Puno, C.J., Carpio, Corona, Carpio Morales, Velasco, Jr., Nachura, Brion, Peralta, Bersamin, Del Castillo, Abad, Villarama, Jr., Perez, and Mendoza, JJ., concur.



[1] Penned by Commission on Audit (COA) Chairman Guillermo N. Carague with Commissioners Raul C. Flores and Emmanuel M. Dalman concurring. Rollo, pp. 18-21.

[2] Id. at 14-17.

[3] Supra note 1.

[4] Rollo, pp. 19, 22-23.

[5] Id. at 24-27.

[6] Supra note 1.

[7] Rollo, p. 21.

[8] Id. at 28-35.

[9] Supra note 2.

[10] Rollo, pp. 8-9.

[11] Id. at 98-99.

[12] Black's Law Dictionary, p. 1231, (6th ed., 1990), citing Pack v. Southern Bell Tel. & Tel. Co., 215 Tenn. 503, 387 S.W. 2d 789, 794.

[13] Heirs of Juancho Ardona v. Reyes, Nos. L-60549, 60553-60555, October 26, 1983, 125 SCRA 220, 223.

[14] Planters Products, Inc. v. Fertiphil Corporation, G.R. No. 166006, March 14, 2008, 548 SCRA 485, 510-511.

[15] Bengzon v. Drilon, G.R. No. 103524, April 15, 1992, 208 SCRA 133, 155.

[16] Binay v. Domingo, G.R. No. 92389, September 11, 1991, 201 SCRA 508, 516.

[17] Rollo, p. 99.

[18] Id. at 22.

[19] Sec. 2(1) and (2), Art. IX, 1987 Constitution.

[20] Olaguer v. Domingo, G.R. No. 109666, June 20, 2001, 359 SCRA 78, 90.

[21] Sanchez v. Commission on Audit, G.R. No. 127545, April 23, 2008, 552 SCRA 471, 487.

[22] Rollo, p. 100.

[23] See 2nd Indorsement dated October 25, 2000 of the Corporate Auditor, MGC.

[24] See Notice of Disallowance dated August 31, 1999 [N.D. No. 99-014 (98)].

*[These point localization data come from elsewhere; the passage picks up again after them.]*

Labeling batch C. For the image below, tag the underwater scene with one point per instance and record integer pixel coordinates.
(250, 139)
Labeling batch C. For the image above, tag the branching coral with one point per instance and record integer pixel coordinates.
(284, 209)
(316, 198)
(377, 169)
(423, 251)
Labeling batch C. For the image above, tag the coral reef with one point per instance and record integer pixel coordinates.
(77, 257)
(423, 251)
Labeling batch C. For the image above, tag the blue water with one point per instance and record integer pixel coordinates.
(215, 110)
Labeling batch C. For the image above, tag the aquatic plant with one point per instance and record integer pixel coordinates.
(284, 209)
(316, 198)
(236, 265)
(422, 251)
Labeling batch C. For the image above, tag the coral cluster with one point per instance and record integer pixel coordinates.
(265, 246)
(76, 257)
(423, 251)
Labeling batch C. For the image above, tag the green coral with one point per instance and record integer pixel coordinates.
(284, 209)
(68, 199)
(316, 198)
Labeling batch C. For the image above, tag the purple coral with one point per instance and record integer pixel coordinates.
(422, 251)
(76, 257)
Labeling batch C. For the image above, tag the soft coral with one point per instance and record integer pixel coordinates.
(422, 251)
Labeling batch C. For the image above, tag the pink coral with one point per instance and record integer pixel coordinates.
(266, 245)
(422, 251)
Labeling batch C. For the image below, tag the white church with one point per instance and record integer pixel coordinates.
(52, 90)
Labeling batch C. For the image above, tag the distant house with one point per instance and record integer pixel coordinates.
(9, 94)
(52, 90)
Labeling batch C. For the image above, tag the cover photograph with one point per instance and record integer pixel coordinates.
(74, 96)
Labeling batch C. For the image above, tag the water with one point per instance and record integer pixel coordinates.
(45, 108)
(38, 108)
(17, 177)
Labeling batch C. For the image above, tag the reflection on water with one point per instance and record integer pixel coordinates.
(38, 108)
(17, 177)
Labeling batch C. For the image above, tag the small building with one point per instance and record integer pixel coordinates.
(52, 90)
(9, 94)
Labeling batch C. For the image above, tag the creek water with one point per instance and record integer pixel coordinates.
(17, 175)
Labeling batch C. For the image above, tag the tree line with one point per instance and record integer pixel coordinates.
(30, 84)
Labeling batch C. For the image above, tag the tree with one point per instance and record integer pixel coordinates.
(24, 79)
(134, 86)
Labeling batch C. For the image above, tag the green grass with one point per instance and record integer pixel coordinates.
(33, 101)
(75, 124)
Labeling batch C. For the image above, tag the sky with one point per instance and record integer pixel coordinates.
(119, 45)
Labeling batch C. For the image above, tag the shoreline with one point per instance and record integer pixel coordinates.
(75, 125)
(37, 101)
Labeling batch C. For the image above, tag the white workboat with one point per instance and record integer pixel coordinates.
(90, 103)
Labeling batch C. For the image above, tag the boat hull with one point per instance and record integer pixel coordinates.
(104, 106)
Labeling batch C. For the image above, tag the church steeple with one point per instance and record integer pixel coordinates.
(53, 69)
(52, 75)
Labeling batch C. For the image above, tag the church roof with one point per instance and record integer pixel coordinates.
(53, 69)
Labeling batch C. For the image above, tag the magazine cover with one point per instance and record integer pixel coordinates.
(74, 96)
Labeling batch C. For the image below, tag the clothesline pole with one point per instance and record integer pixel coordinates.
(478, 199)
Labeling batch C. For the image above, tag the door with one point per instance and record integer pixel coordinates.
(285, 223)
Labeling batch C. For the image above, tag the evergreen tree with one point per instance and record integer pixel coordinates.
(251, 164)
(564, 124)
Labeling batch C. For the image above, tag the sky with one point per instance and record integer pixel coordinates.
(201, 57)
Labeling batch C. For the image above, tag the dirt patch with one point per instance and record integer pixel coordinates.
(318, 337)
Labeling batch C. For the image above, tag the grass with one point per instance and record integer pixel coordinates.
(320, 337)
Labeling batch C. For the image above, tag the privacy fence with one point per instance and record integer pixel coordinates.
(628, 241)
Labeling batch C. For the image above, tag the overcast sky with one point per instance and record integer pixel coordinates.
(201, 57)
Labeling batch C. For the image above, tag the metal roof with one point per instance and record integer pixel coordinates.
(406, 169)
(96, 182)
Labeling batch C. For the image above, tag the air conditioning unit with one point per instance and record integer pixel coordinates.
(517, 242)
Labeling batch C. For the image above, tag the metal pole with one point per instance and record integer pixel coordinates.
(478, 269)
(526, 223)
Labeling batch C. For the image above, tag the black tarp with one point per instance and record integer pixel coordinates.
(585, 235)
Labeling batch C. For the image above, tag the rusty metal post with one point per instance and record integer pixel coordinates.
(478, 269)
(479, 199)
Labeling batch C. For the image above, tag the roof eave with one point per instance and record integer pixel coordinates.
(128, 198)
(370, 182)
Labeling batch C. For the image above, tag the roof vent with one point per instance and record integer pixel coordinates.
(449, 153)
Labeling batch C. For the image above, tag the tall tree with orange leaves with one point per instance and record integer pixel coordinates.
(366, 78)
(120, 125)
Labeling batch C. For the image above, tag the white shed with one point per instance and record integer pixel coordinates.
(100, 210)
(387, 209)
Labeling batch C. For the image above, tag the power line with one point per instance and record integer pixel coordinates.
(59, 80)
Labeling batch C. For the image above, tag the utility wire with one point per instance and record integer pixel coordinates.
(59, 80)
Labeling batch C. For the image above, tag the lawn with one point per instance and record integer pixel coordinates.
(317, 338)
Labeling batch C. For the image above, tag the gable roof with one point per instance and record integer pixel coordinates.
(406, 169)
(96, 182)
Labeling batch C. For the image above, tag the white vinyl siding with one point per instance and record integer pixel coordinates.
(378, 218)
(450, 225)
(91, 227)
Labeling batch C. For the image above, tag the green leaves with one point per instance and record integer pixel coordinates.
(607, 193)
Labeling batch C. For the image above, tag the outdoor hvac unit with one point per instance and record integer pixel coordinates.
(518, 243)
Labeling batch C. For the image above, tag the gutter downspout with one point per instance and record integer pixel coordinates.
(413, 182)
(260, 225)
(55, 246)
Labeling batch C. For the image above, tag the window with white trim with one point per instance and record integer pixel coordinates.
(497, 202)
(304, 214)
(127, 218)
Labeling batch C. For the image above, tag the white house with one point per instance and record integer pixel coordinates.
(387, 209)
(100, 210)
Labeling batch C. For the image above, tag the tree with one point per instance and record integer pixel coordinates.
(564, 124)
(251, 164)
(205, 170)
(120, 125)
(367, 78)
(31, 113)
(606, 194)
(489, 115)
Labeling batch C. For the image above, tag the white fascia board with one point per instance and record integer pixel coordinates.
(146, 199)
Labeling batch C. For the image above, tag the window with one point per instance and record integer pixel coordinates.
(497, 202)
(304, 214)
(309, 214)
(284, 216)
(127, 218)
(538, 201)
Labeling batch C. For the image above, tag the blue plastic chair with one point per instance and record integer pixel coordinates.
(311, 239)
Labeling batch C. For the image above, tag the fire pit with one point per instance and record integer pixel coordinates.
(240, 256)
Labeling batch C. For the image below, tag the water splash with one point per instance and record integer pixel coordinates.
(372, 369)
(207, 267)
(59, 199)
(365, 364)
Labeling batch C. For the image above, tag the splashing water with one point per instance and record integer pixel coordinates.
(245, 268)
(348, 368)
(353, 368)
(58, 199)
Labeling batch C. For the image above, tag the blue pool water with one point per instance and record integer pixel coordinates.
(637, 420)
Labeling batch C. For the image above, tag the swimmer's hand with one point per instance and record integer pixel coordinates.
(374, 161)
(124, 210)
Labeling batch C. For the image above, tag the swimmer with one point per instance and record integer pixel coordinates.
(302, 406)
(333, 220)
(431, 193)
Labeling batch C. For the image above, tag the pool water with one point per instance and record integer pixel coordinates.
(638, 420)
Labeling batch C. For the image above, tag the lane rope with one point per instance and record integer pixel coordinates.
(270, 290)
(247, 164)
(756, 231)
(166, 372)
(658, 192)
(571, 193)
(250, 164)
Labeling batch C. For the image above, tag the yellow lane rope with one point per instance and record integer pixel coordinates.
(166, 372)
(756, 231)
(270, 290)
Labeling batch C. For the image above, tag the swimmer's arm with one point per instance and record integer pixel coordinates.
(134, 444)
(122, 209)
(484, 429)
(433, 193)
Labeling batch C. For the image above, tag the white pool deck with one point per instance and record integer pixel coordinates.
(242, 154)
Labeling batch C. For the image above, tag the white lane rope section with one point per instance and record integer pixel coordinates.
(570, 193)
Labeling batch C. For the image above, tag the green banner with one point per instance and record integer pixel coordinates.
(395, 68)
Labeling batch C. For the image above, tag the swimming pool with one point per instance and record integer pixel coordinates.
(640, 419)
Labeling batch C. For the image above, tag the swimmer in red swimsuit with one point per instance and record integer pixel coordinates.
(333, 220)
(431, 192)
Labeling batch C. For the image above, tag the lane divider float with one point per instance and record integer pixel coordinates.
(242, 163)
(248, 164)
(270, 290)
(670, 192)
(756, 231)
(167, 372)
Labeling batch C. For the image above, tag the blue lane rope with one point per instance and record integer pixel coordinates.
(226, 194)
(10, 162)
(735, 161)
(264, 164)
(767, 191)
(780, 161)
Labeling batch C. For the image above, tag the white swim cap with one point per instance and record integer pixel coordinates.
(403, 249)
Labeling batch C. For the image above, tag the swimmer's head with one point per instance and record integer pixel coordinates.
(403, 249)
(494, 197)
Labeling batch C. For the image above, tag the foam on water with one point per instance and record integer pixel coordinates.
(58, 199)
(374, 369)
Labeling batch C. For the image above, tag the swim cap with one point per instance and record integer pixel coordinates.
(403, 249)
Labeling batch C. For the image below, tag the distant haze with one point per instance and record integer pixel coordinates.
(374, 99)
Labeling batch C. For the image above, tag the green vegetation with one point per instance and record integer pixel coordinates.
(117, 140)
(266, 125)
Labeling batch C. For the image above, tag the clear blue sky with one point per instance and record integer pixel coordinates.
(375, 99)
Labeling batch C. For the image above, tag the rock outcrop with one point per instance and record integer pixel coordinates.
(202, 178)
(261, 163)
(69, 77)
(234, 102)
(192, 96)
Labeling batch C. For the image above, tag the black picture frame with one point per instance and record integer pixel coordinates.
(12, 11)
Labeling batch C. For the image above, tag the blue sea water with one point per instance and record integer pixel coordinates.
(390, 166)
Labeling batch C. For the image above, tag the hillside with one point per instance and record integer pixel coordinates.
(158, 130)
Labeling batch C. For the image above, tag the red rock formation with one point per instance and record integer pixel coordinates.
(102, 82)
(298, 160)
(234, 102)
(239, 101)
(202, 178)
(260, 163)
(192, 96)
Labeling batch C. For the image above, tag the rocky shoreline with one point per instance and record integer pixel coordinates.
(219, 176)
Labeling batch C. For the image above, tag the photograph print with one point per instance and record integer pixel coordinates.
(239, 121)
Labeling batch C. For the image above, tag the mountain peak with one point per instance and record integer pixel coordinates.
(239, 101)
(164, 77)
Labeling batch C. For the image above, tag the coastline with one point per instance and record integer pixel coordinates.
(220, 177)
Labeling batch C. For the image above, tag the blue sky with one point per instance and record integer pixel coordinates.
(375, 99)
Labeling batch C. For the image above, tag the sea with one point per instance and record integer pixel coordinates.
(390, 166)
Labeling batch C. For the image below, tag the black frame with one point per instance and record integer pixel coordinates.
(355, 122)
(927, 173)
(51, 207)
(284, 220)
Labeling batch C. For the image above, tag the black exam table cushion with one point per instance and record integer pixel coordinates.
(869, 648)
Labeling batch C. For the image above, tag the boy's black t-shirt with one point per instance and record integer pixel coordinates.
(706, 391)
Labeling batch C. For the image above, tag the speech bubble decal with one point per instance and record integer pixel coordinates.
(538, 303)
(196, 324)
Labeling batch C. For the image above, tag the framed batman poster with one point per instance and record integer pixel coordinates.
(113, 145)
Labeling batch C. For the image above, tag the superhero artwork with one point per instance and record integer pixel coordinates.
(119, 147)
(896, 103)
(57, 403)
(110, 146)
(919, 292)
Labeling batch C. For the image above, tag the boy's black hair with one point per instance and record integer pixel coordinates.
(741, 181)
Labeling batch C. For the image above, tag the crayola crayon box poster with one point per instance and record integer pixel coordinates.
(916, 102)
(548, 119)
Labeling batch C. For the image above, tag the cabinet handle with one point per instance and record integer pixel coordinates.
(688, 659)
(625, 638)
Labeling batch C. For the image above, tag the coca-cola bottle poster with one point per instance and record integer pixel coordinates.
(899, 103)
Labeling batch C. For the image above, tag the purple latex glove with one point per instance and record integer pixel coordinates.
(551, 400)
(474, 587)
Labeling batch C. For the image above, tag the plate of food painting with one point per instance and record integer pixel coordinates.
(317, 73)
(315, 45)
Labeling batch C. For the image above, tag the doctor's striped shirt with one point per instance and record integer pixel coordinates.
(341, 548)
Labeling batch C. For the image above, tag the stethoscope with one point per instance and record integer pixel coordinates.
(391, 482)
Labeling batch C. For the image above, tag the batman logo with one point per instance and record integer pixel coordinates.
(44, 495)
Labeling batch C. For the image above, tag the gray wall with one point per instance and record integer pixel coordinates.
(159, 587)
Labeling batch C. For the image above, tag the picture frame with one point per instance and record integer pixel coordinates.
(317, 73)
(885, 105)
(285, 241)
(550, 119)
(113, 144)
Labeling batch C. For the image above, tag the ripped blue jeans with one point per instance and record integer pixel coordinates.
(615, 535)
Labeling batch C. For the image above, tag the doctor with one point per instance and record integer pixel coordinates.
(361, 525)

[25] Significantly, Section 15(c) in both Republic Act No. 8522 (General Appropriations Act of 1998) and Republic Act No. 8745 (General Appropriations Act of 1999) allows the use of government funds for car fuel, maintenance and parts only for government vehicles that are properly identified as such. The relevant portions of Section 15 reads:

Sec. 15. Restrictions on the Use of Government Funds. - No government funds shall be utilized for the following purposes:

x x x x

c. To provide fuel, parts, repair and maintenance to any government vehicle which is not permanently marked "For Official Use Only" with the name or logo of the agency, nor otherwise properly identified as a government vehicle and does not carry its official government plate number x x x.
[26] Supra note 23.

[27] Id.

[28] Atrium Management Corporation v. Court of Appeals, G.R. No. 109491, February 28, 2001, 353 SCRA 23, 30.

[29] Rollo, p. 101.

[30] Allied Banking Corporation v. Lim Sio Wan , G.R. No. 133179, March 27, 2008, 549 SCRA 504, 524 citing Reyes v. Lim, 408 SCRA 560, 570.

[31] Rollo, pp. 18 and 22.

[32] Id. at p. 34.

[33] Supra note 20 at 489.

[34] Reyes v. Commission on Audit, G.R. No. 125129, March 29, 1999, 305 SCRA 512, 517.

[35] Ferrer v. Office of the Ombudsman, G.R. No. 129036, August 6, 2008, 561 SCRA 51, 65.